Blowing out the candles on our way, Leo and I trudge upstairs so that I can pack before we go to sleep. I've agreed to spend the first week of my summer vacation in California with Leo as he begins the West Coast leg of his RUBY tour. As I open my empty suitcase to begin packing, I realize I have no idea what to bring. What does one wear in California? More specifically, what does the girlfriend of America's most-beloved-superstar wear as he tours? I open my mouth to ask Leo but quickly shut it for two reasons. One, he's not a girl and can hardly understand the amount of thought we go through while packing. Second, I'm pretty sure it's been years since he's packed a bag for himself – he has people to do that for him.
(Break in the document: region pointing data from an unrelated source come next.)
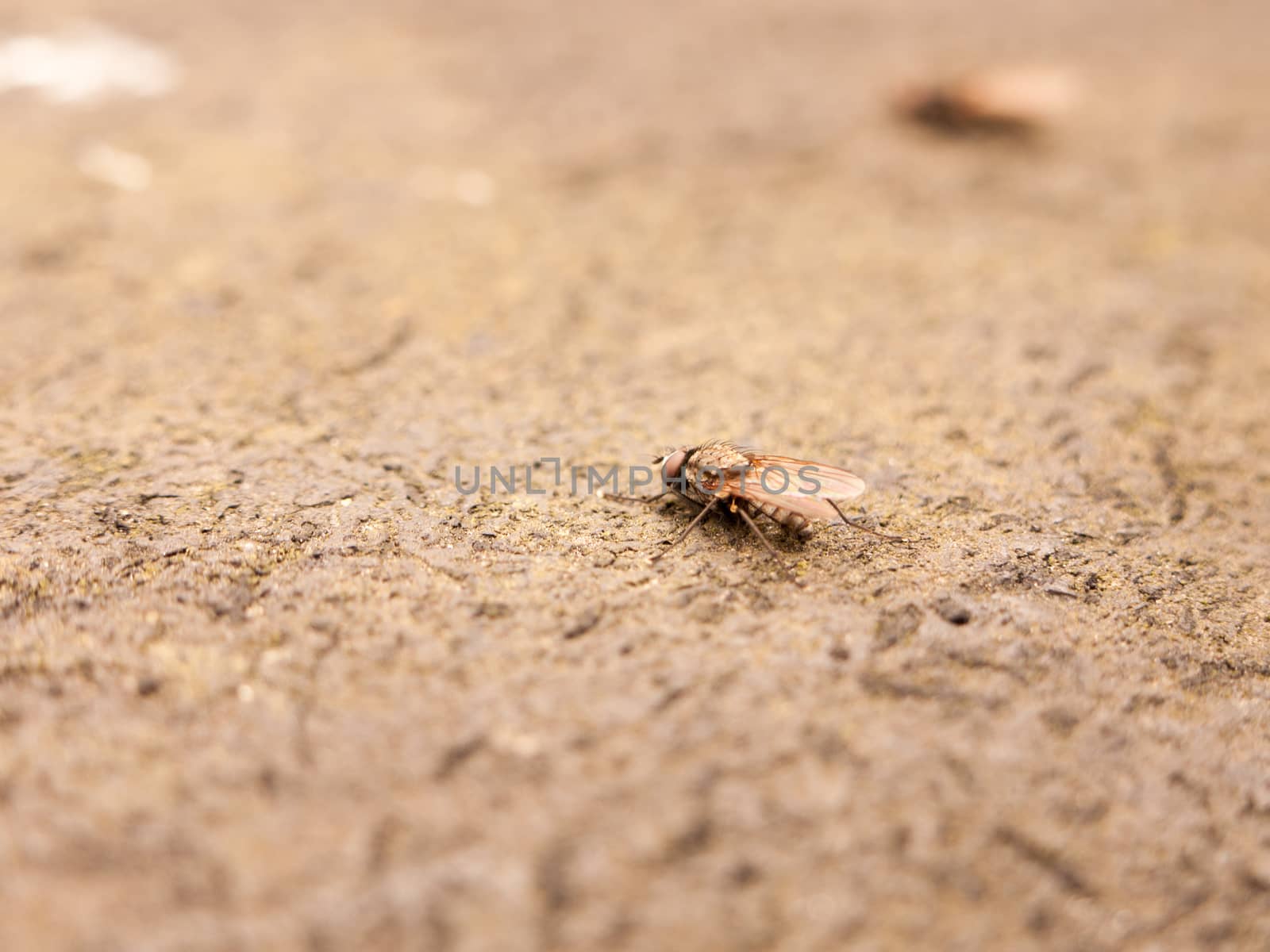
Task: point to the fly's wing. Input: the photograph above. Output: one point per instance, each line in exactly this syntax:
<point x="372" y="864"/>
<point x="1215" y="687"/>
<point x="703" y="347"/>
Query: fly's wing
<point x="799" y="486"/>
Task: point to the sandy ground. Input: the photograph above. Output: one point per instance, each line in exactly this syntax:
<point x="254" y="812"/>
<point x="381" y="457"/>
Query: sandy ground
<point x="270" y="681"/>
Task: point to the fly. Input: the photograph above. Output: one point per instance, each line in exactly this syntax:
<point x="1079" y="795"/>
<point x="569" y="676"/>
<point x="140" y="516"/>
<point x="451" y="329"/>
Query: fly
<point x="751" y="484"/>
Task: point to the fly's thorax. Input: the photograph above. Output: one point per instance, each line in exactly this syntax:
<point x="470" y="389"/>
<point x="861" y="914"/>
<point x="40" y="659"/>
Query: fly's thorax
<point x="706" y="467"/>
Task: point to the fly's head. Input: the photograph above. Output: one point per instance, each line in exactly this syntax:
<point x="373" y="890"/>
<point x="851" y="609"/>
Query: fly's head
<point x="673" y="461"/>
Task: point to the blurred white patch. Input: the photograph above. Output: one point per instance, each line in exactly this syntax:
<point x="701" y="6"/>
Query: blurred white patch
<point x="474" y="188"/>
<point x="470" y="187"/>
<point x="114" y="167"/>
<point x="86" y="63"/>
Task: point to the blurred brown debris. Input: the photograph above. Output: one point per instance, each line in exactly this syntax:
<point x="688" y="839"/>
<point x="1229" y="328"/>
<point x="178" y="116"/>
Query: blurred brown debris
<point x="1013" y="101"/>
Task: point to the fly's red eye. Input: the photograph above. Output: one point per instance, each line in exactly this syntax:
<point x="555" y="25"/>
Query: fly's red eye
<point x="673" y="465"/>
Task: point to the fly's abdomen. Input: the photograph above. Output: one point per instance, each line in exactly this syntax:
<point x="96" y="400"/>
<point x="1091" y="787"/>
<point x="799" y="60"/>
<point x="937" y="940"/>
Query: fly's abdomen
<point x="795" y="524"/>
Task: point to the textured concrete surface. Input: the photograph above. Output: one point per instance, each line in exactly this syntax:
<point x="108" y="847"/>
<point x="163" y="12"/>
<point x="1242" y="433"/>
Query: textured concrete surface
<point x="270" y="681"/>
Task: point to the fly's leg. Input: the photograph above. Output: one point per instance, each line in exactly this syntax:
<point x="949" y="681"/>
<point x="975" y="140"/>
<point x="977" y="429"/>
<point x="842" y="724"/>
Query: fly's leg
<point x="634" y="499"/>
<point x="692" y="524"/>
<point x="652" y="499"/>
<point x="762" y="539"/>
<point x="864" y="528"/>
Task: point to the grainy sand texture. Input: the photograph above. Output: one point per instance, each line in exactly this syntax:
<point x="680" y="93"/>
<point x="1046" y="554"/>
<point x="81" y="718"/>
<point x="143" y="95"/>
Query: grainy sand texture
<point x="270" y="681"/>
I grab my phone and send a text to Alice instead.

I need help... what should I pack to go to Cali??

Uhhhh... nothing, duh! Nude beaches, remember?

Yeah right, just what I need: the paparazzi 

with nude photos of me

It would be a blessing to the world ;)

Hold on, I have packing lists for all my fav places, I'm sure I have an LA one somewhere....

As I wait for Alice's response, another text comes through, a message from Grace to the group chat with her, Ella, and myself.

Can I finally cut a bitch?

The language is very uncustomary for her. Moments later I see the reason behind the harsh words. A screenshot pops up of a picture posted mere seconds ago on Instagram. The caption reads "Throwback with my favorite boy."

The picture? Leo on the red carpet, dressed in a dapper suit, kissing the cheek of none other than Ingrid Orchid.